Now, I'm aware that this code has several issues, but I'm trying to keep it as simple as possible so that hopefully someone can help me understand the issues with it and which changes should be applied in order to overcome them.

I'm aware, fox example, that I can't use terminal like that inside the closure in the register_events function since the closure itself is stored within the event handler which is stored inside a rustier::Terminal. I think that I should probably use a reference/pointer inside the closure but I'm having a hard time understanding which one.

Thanks for the help :slight_smile:

Why can't I find the documentation or source for rustier? It would really help to be able to see the types used in the interface.

  1. You get only temporary access to terminal via &mut borrow, which you are only allowed to use until the end of this function call, and not any longer. So you can't put that temporary reference in any place that could outlive this function.

  2. The borrow checker will never allow a struct that contains a reference to itself. This is not safe under borrow checking rules.

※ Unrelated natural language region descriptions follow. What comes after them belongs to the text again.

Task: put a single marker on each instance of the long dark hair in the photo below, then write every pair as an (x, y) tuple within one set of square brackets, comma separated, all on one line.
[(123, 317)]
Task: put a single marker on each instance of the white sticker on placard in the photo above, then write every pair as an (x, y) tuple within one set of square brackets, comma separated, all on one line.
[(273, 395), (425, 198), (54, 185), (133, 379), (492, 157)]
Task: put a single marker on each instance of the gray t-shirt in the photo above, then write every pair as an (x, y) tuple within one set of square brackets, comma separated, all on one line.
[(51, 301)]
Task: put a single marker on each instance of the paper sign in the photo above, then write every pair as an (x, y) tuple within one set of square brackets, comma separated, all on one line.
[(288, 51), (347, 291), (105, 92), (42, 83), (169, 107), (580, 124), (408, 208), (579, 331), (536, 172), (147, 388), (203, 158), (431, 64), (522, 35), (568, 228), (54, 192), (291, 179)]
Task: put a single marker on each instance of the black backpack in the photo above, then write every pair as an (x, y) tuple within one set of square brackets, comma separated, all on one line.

You will need Arc<Terminal> or Arc<Mutex<Terminal>> to make it self-referential. Alternatively, you can use *mut Terminal and unsafe if you're sure the self-reference will be valid long enough. Note that it may not be actually safe, since let variables don't have stable addresses. You'd need at least Box<Terminal> to make it safe-ish.

The source is available here but I have made changes after the last commit so it's not updated yet.

1 Like

I see, thanks for the help. I thought about wrapping terminal with a Box but couldn't make it work. Will try your suggestion otherwise will have to re-think about my implementation.

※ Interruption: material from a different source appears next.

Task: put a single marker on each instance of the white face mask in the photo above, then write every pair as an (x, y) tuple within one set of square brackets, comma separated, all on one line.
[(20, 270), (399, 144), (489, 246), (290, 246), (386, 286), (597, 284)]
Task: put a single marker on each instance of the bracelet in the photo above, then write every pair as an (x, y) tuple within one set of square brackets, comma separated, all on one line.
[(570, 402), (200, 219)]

What is the reason for this additional wrapper function (register_event())? Are you planning to expose it somewhere outside of current module?

use rustier::Terminal;
use rustier::KeyCode;

/// Entry point.
fn main() {
    let mut terminal = rustier::init();

    // Register the events.
    terminal.event_handler.register_key(KeyCode::Esc, Box::new(|_| {
        rustier::quit(terminal);
        std::process::exit(0);
    }));
}

If you really want to have extension method - extend rustier module by implementing register_event(&mut self)...

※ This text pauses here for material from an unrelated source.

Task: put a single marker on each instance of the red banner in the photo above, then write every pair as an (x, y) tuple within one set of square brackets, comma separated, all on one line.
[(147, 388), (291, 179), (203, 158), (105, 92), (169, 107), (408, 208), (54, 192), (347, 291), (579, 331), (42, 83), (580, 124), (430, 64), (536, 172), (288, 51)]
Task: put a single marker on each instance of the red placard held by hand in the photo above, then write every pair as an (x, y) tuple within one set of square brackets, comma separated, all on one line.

Box always has a single owner (exists in one place only). You need Arc for terminal to be able to exist in more than one place.

I understand. And since I need to make changes to terminal then I need a Arc<Mutex<Terminal>>> right?

Well if you want to share and mutate it, you need an Arc<Mutex<...>> yes, although if you can find a way to do it without the need to share it, that would likely make your code simpler.

If you control implementation of Terminal, you can pass self to the callbacks. This way the callbacks won't need to be self-referential.

When passing self to callbacks, you will need to ensure that they're all shared borrows, or that if the callback functions are mutable, they're separate from self (e.g. cloned Arc<Mutex<dyn FnMut>>), because self.callbacks[x](self) uses self twice.